By Cora Bledsoe
Last week, a few teammates and I took a trip to sunny Arizona to visit our new Phoenix office. The weather, scenery and people were wonderful and the trip was almost a complete success. We flew a major airline carrier and the flight back to Detroit, Michigan threatened to ruin my memories of the otherwise good trip.
To begin with, our flight was delayed one hour. No big deal, I thought, flights are delayed all the time, although I immediately began thinking of the extra hour of sleep I could have gotten. I got over the one hour delay and when the time came to board, I was ready to go, with a smile on my face.
After every…single…last person had boarded, the captain tells his captives – I mean passengers – we would be making a detour through Minneapolis, MN. Never once had this been mentioned before and even now, very little information was given. We were told that if the flight crew went all the way to Detroit, they would exceed the amount of time they are allowed to work based on Federal regulations. No new landing time was given and none of the flight attendants were able to answer passengers’ questions adequately. We ended up sitting in the plane an extra 45 minutes, before we actually took off.
The young lady who sat next to me was especially concerned. Before our original flight was delayed, she was supposed to catch a connecting flight out of Detroit at 7:00 p.m. She was going home to Kentucky for her bridal shower the following day. After the hour delay was added, she was switched a 9:00 p.m. connecting flight. And now that we had to take a detour through Minneapolis, she wasn’t even sure she’d make the 9:00 flight, which, of course was the last one that night. When she asked the flight attendant about her situation, the woman responded, “I’m sorry, we’re not given those tools to be able to help you.” I immediately thought about all of those companies who claim that customer is number one, but if the employees are not able to do what is necessary to satisfy the customer, then how can that claim be true?
At any rate, I propose that it would’ve been far more respectful and professional of the airline to alert passengers of the change before boarding the plane.

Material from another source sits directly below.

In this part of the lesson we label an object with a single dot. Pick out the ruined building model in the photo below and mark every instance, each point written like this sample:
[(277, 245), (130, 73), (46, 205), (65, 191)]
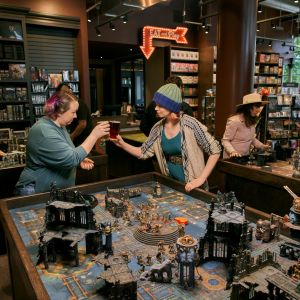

Although this may have cost them a few seats for that particular flight, it would have saved them some customers in the long term. For those people like my row-mate who had connecting flights and other important appointments to make, they could have possibly flown on different carriers and the airline would have been “the bigger person” for letting their customers go, because it would have meant they were satisfied. At the very least, the airline gate attendants should have found alternate arrangements for those people with connecting flights, especially since it was toward the end of the day and not many flights were left.
I know there are always monetary reasons factored into making business decisions. However, when a business decision is made based on a one-time monetary gain and it costs the company dozens of unsatisfied customers, that is definitely not the DIFF.